Royal consort of Goryeo
- Tenure: c.1385–1388
- Coronation: c.1385
- Predecessor: Royal Consort Jeong
- Successor: Royal Consort Seon
- Born: Bonggayi Goryeo
- Spouse: U of Goryeo
- House: Jo clan (by birth) House of Wang (by marriage)
- Father: Jo Yeong-gil (조영길)
- Mother: servant of Yi In-im
- Religion: Buddhism

= Deokbi Jo =

Goryeo consort (fl. 14th century)

Royal Consort Deok of the Jo clan, personal name Bonggayi was a Korean Royal Consort as the 7th wife of King U of Goryeo. She was also known as Princess Suknyeong or Consort Heon.

She firstly met King U at Yi In-im's house in 1384 and, gaining his favour, soon became his consort. Following this, her father was given a horse while the king and Bonggayi went to the suburbs every day together. Due to old laws called "Cheonjasumobeop", which decreed that if parents were enslaved, then children would have the same status, Bonggayi was regarded as Yi's slave. However, her family status was changed after she became a royal consort.

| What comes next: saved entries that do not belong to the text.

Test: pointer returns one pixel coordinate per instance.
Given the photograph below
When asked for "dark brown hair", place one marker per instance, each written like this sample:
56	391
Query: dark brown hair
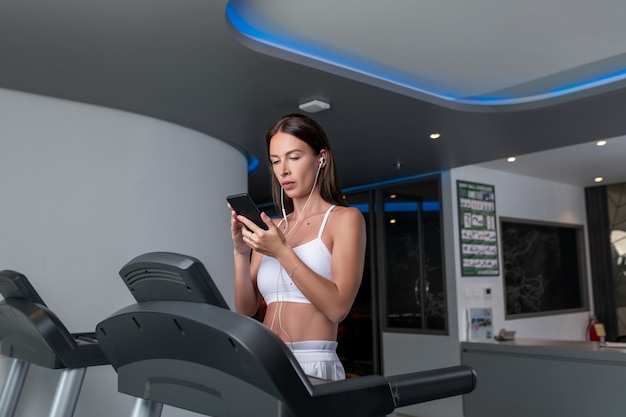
310	132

In the same year, Consort Suk became jealous that Bonggayi was the king's favourite concubine at this time. Then, in 1385, Bonggayi was made Princess Suknyeong and promoted to Consort Heon a year later while living in Suknyeong Mansion which was specially made for her. The king became very angry after discovering that there weren't any gem decorations to give to her. She formally became Consort Deok in 1387 after accused Consort Suk for wearing such impolite accessories and advised the king to not kill innocent people recklessly.

In 1388, alongside the king and his other consorts, they were all exiled to Saga while Bonggayi's father was exiled and died after he caught of sneaking into Gaegyeong.